The Commissioner failed to appreciate the fact that the goods were mainly sold through M/s Insight Marketing, a dummy unit, created by M/s Canon Domestic Appliances. The proprietor of M/s Insight Marketing was the nephew of the proprietor of M/s Canon Domestic Appliances and was paid Rs. 5,000/- per month as salary for acting as proprietor. Most of the goods were sold to M/s Insight Marketing in polyethylene bags and it was further packed in marketable condition by M/s Insight Marketing an sold at higher prices. Further, only small quantities of goods were sold through other dealers such as M/s Canon Domestic Appliances Pvt. Ltd. another related company at the same price and also through M/s Amba Business Centre as cover. In the circumstances the Commissioner ought to have appreciated that M/s Insight Marketing was only an extension of the assessee viz M/s Canon Domestic Appliances and therefore, the wholesale price at which M/s Insight Marketing sold to their customers should have been taken as the correct assessable value as alleged in the show cause notice with sufficient evidences. Shri Moolchand Gandhi, Proprietor of the assessee in his statement dtd. 5.9.97 recorded under Section 14 of CEA, 1944 admitted that double the numbers of kinetisers were removed from his factory by using the same invoice twice. Shri. Jignesh Virchand Chheda, Proprietor of M/s Insight Marketing confirmed the above facts in his statements dtd 8.9.97 and 11.9.97 that he was the proprietor for name sake only and that Shri Hemraj Gangji Cheeda, brother of Moolchand Chheda, Proprietor of the assessee was the person who actually looked after the business.

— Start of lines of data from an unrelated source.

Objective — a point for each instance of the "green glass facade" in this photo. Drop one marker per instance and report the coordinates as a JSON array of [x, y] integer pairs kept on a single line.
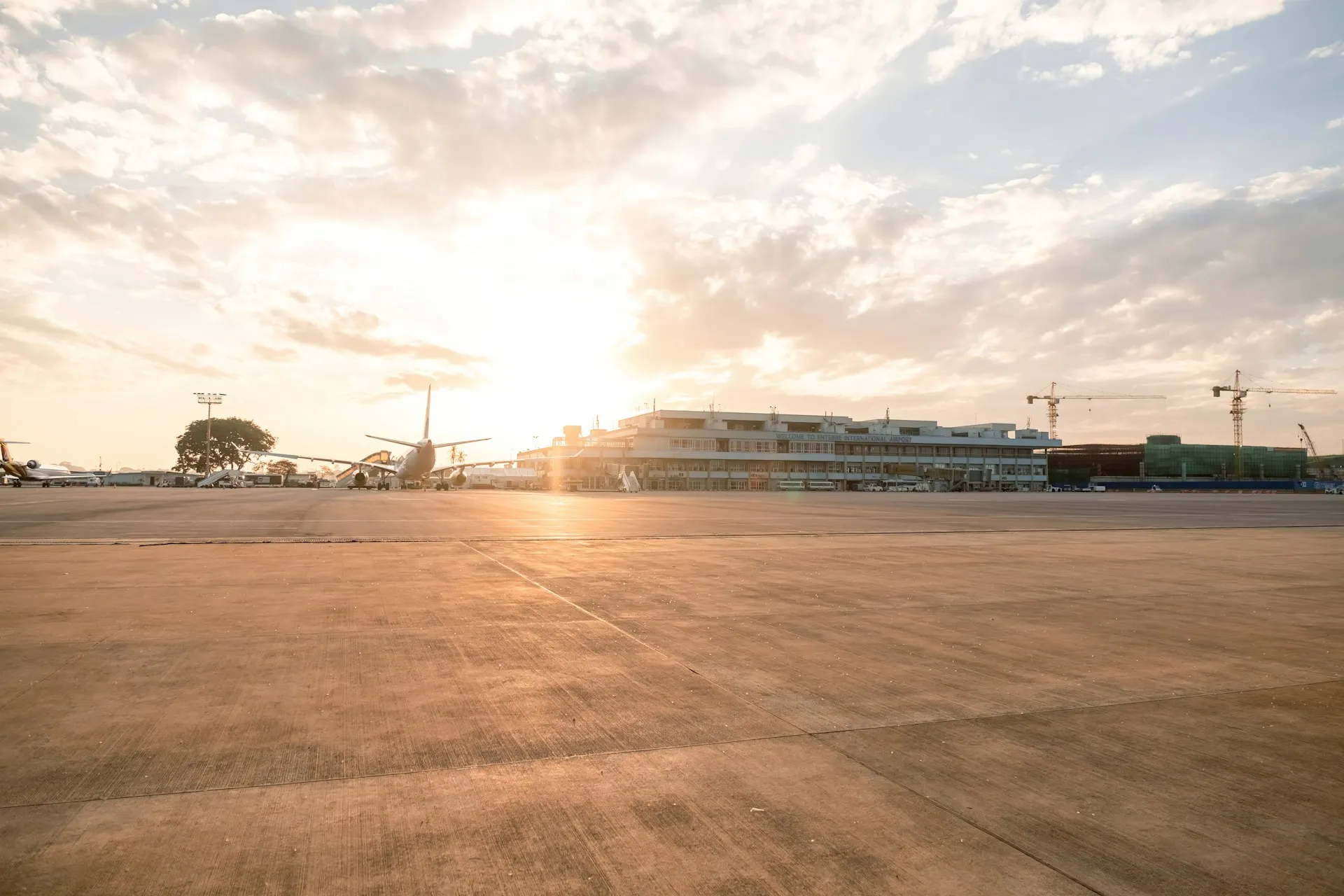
[[1166, 458]]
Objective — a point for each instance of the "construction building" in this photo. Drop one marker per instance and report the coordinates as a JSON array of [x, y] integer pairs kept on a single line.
[[1166, 457], [722, 451]]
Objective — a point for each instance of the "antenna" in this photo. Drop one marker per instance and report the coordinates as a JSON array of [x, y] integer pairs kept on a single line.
[[210, 400]]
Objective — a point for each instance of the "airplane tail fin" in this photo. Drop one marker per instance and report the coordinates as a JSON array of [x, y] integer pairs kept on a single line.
[[4, 450]]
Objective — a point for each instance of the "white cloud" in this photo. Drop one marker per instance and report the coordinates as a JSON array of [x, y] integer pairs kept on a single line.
[[1068, 76], [1175, 197], [1285, 184], [46, 14], [1139, 34]]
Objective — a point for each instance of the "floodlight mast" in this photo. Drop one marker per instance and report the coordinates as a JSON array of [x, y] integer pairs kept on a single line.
[[210, 400]]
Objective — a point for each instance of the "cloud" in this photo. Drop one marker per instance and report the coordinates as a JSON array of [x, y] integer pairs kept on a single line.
[[46, 14], [1136, 35], [353, 332], [441, 379], [274, 355], [1198, 284], [1291, 183], [1175, 197], [1069, 76], [31, 339]]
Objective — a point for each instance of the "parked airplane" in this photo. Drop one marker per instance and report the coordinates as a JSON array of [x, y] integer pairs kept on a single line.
[[42, 473], [416, 465]]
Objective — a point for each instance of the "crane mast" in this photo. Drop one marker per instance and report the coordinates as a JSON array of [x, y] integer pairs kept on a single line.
[[1307, 437], [1238, 412], [1053, 400]]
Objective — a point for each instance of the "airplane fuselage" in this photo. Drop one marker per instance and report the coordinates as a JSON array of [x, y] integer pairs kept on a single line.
[[417, 463]]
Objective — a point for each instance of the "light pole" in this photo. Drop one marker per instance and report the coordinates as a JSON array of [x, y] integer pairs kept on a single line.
[[210, 400]]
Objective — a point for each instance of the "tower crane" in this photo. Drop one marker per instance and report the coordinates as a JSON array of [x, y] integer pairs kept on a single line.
[[1238, 412], [1053, 405], [1307, 437]]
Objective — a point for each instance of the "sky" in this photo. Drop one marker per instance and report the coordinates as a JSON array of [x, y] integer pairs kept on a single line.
[[559, 213]]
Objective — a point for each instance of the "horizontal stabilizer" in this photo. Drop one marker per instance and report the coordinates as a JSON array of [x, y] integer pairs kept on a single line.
[[384, 438], [463, 442]]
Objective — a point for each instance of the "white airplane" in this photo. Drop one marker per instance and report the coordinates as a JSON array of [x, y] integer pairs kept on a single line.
[[416, 465], [42, 473]]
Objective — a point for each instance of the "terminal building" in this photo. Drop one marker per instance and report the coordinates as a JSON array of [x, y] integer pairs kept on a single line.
[[722, 451]]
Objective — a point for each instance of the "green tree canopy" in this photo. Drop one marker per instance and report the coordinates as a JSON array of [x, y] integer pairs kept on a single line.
[[232, 438]]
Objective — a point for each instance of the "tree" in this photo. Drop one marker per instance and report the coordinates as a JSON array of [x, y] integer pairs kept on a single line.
[[232, 438]]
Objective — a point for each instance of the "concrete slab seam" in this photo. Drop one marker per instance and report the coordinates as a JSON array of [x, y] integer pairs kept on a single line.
[[643, 644], [407, 773], [391, 539]]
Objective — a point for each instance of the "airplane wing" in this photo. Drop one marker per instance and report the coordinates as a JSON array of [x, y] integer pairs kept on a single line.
[[467, 464], [327, 460], [463, 465]]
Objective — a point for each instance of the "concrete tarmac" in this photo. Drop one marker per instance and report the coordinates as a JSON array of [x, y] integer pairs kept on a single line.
[[671, 694]]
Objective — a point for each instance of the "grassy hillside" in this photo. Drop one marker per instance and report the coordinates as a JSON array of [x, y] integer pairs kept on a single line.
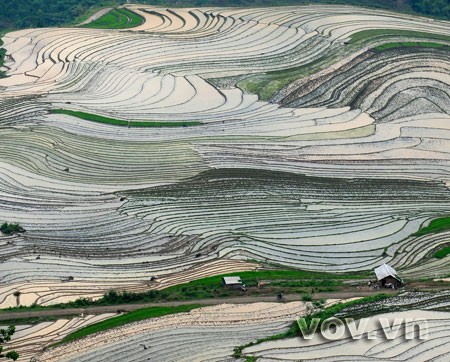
[[40, 13]]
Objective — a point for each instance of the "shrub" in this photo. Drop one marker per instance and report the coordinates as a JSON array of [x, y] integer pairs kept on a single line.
[[10, 229]]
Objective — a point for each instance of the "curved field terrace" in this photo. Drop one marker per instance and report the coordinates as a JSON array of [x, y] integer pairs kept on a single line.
[[167, 144]]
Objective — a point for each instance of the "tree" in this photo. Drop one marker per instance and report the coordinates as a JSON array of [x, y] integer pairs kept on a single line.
[[10, 229], [5, 336]]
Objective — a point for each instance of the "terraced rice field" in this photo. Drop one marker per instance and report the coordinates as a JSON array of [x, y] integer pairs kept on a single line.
[[337, 169], [406, 346], [208, 333]]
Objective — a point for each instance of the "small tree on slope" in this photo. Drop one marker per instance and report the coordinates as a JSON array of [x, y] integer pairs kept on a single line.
[[5, 336]]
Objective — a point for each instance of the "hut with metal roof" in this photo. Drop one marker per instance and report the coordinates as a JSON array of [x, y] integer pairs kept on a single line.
[[232, 282], [387, 277]]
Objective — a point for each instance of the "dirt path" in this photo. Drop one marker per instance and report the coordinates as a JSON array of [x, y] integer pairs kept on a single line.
[[4, 315]]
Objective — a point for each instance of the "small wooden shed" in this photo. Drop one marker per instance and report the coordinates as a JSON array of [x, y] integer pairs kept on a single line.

The specific records recovered from dealers revealed that more than double the quantity of goods received were cleared. It was observed that M/s Indeas unlimited (notice No. 3): had sold 2867 nos. of kinetisers against purchase of 1174 nos. of kinetisers and hence it was clear that there was a clearance of huge nos. of kinetisers without being accounted for as against the quantity received under bills/invoice which confirmed the fact of using same C.Ex. invoices twice for removal of kinetisers from the premises of M/s Canon Domestic applicances.

Commissioner, has not taken cognizance of the fact that the case was based on clandestine removal of excisable goods by the assessee adopting fraudulent means and therefore it should not have been derived by the Commissioner, that the department had not come across any irregularity committed by the assessee, while sending the inputs or receiving the processed goods, and therefore, erred in not relying on the sold evidences on record in respect of such clandestine removal.

As such the said order does not appear to be proper, legal and correct.

3. After considering the order impugned and the grounds taken by Revenue, we are of the opinion that the Commissioner has not considered the material on records and has passed an order which cannot be sustained. We would therefore set aside the order and remand the matter back to the Commissioner. He should give an opportunity of hearing to the noticee and thereafter re-determine the issues and arrive at finding on the grounds as taken by Revenue in this appeal including the defence raised by the noticee in the denova proceeding and pass an order thereafter.

4. Appeal allowed as remand for denova adjudication.